BIG ROUND, Aug 18, 2008 epson archival print
Roy Staab’s earth-sensitive site-specific installations use locally available materials and result in ephemeral earthworks that eventually devolve back into nature. Since 1979 he has been documenting these works with his own camera, and the photographs have been exhibited in numerous museums and galleries world-wide.
Staab has been invited to create installations internationally in Canada, Denmark, Finland, Italy, Japan, Korea, Taiwan and Brazil. In the U.S. he has built site-specific pieces in Central Park, NYC, at various locations along the Hudson River in NY; Eastern Long Island, NY; Cape Cod, MA; Los Angeles, CA and along the Schuylkill River in Philadelphia PA. His works stand out for their structural and geometric concerns. Set into nature, they provide a rational counter-structure that edifies the viewer. The effect is one of holding a mirror to nature, reminding us of the context within which the artwork resides.??

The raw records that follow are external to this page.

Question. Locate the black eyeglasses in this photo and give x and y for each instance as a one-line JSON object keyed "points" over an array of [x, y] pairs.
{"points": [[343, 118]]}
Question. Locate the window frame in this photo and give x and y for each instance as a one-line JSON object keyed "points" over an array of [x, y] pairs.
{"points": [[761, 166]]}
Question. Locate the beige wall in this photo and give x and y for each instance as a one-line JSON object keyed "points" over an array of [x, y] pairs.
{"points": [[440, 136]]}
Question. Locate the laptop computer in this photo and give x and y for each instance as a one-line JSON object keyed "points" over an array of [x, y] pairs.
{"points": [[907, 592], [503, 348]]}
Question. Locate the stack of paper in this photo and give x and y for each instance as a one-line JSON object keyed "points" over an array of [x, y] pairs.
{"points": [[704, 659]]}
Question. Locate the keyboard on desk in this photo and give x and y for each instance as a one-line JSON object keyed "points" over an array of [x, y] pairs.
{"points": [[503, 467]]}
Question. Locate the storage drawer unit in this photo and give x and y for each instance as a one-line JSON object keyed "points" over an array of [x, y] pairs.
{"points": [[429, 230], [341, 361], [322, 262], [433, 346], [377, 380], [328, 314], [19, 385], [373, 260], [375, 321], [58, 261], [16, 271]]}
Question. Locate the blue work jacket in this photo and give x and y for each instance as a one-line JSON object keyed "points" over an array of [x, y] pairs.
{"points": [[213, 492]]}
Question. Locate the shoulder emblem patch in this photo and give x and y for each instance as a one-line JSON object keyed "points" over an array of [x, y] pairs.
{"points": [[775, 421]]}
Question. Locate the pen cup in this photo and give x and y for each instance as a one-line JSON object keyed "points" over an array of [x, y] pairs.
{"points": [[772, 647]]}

Originally from the Midwest, Staab has lived in Paris and New York, and now lives in Milwaukee, WI. He has received various awards including a Japan/American Artist Exchange Creative Artist Fellowship, Pollack/Krasner Grant, Gottlieb Foundation Award and the Joan Mitchell Award. Staab was educated at the Layton School of Art, Milwaukee Institute of Technology and the University of Wisconsin in Milwaukee.
Staab’s paintings, drawings and photographs can be found in the collections of the Musée d'art Moderne and Le Fonds National d'art Contemporain in Paris, the Metropolitan Museum of Art in New York, and the Milwaukee Art Museum. He recently had a traveling retrospective organized by the INOVA Gallery University of Wisconsin-Milwaukee titled Roy Staab: Four Seasons/Four Corners. Other recent exhibitions took place at Art Omi Sculpture Park, Ghent, New York; EarthArt, Royal Botanical Gardens, Hamilton, Ontario, Canada; Marbaek Beach near Esbjerg, Denmark, Energy Center, Guandu International Outdoor Sculpture Festival, Taipei, Taiwan; Invasive Species, Cheng-Long Wetlands International Environmental Art Project, Taiwan; EcoArts Festival, Manayunk, Philadelphia, PA; Eau Claire Currents, University of Wisconsin-Eau Claire, Wisconsin and in 2011 he will participate in an outdoor exhibition, Sculptures Around, Leogang, Austria.

Laying with tree, digital print
Joel Tauber received his MFA in art from Art Center College of Design and his BA in art history and sculpture from Yale University. His work has been shown in solo art exhibitions at a number of locations, including Susanne Vielmetter Los Angeles Projects in LA and Galerie Adamski in Berlin as well as Aachen, Germany. He has been included in numerous group art exhibitions including the 2004 and 2008 California Biennials at the Orange County Museum of Art; "The Gravity in Art" at the De Appel Centre For Contemporary Art in Amsterdam; and "Still Things Fall From the Sky" at the California Museum of Photography. Film Festivals include the Sedona International Film Festival, San Francisco Documentary Festival, and the Downtown Film Festival - Los Angeles, where his movie, “Sick-Amour”, was awarded “Best Green Film.” Tauber won the 2007 Contemporary Collectors of Orange County Fellowship and the 2007-2008 CalArts / Alpert Ucross Residency Prize for Visual Arts. His work has been featured in numerous media outlets, including National Public Radio, Deutsche Welle / Deutschlandfunk radio, NBC local news, the Ovation Network, Swedish Television, ArtReview Magazine, The Design Magazine, ArtWeek, artUS Magazine, The Pasadena Star News, and The Los Angeles Times.